An Early Life of Loss
Henry could have used someone like him as a young boy growing up in a rough neighborhood in Compton, California. His father died of a drug overdose when he was a month old. His mother struggled with her own substance abuse, and when she spent all their rent money, Henry and his brothers and sisters had to live with their paternal grandparents. “They were kind of old, so they really couldn’t take care of us that well,” he says. Without any consistent parental guidance, Henry’s early teen years were shaped by neighborhood friends who were often running afoul of the law. He got into his own share of legal trouble, he admits, but by the time he was 16, he was tired of the life he was living. “I wanted to make something of myself and be better than what I saw around me,” Henry says.

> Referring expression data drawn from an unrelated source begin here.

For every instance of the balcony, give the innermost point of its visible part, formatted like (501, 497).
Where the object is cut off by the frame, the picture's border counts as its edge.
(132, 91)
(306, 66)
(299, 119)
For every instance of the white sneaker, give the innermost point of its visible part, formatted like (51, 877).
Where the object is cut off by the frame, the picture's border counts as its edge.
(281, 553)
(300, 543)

He showed up at Burger King every day for 30 days, until the manager finally relented and gave him a job. Instead of hanging out in the neighborhood, Henry turned to sports in school, playing baseball, and making friends with the jocks. When high school was over, he enlisted in the Navy and was stationed on the USS Peleliu. Over the next eight years, he did two tours of duty, including time in Kuwait and the Persian Gulf. In 1999, he joined Union Pacific as a machinist.
Finding the Good
Henry says one of his biggest challenges with the afterschool basketball program was figuring out how to channel all that youthful energy and attitude into something positive. One boy, who he nicknamed “Wreck-It Ralph,” after the Disney movie character, was continually bullying other students and causing problems. So Henry tried a different approach. “I put him in charge of leading the stretches and warm-ups for the younger kindergarten kids and he just loved it – and they loved him,” Henry recalls. He later told the boy’s mom, “You have a leader here, and you have to tell him that and cultivate that in him.”
That kind of positive, strong male influence is appreciated among the parents, especially single moms like Juanita. Her son AJ plays for Henry, and when she lost her husband last August, Henry and his family were there for her. “Darrell spends time with AJ and really helped us through a very difficult time,” she says. “He gives his heart to the program and to these kids.”
As game time nears, Henry has one final huddle with this team. The boys are pumped as they gather their backpacks and head over to the court to face their opponents. Before Henry leaves, we have one more question. What does he get out of all this? What’s the reward for teaching these kids about how to be better with money? He stops a moment to think, and then the answer comes. It doesn’t take long to realize that he’s probably speaking as much about them as he is about his younger self.
“I love bringing out the best in kids who don’t have someone to bring it out for them. Taking a kid who has never been told he was great, was never really loved, never told he was good at anything,” he says. “I want them to hear from someone that they’re a good person, that they’re smart. And I want these parents to hear from me, and in front of their kid, that I think these kids have worth.”
It’s a message Henry sorely missed out on in his own early life. He’s doing all he can to make sure history doesn’t repeat itself.